Died. Dorothea Thompson Brande, 55, bestselling authoress (her self-help guide, Wake Up and Live, published in 1936, sold more than 400,000 copies); of a heart ailment; in Boston.

Died. Elizabeth Duncan, 77, eccentric, bang-haired dance instructor and elder sister of famed Dancer Isadora Duncan; of a heart ailment; in Tuebingen, Germany. Elizabeth said that she picked up her "dance of life" theory (body movements keyed to the laws of nature) from the California redwoods and the sea lions at San Francisco.

Died. Sir C. (for Charles) Aubrey Smith, 85, hawk-nosed, patrician stage & screen character actor (Lives of a Bengal Lancer, Four Feathers, Lloyds of London); in Beverly Hills, Calif. A onetime champion cricketer, Smith never gave up his British citizenship in more than 20 years in the U.S., was knighted in 1944.
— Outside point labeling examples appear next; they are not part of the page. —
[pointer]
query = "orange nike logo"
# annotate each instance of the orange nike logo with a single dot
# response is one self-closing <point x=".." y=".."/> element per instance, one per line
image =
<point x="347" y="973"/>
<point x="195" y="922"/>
Died. Mal S. Daugherty, 86, smalltown banker and political poohbah, one of the last surviving figures in the Teapot Dome scandal; after a stroke; in Washington Court House, Ohio. Brother of Harding's Attorney General Harry M. Daugherty, Mai refused to open his books to the Senate in 1924 (he was suspected of having part of the payoff funds on deposit), became a pariah in his own town after his conviction for misusing bank funds.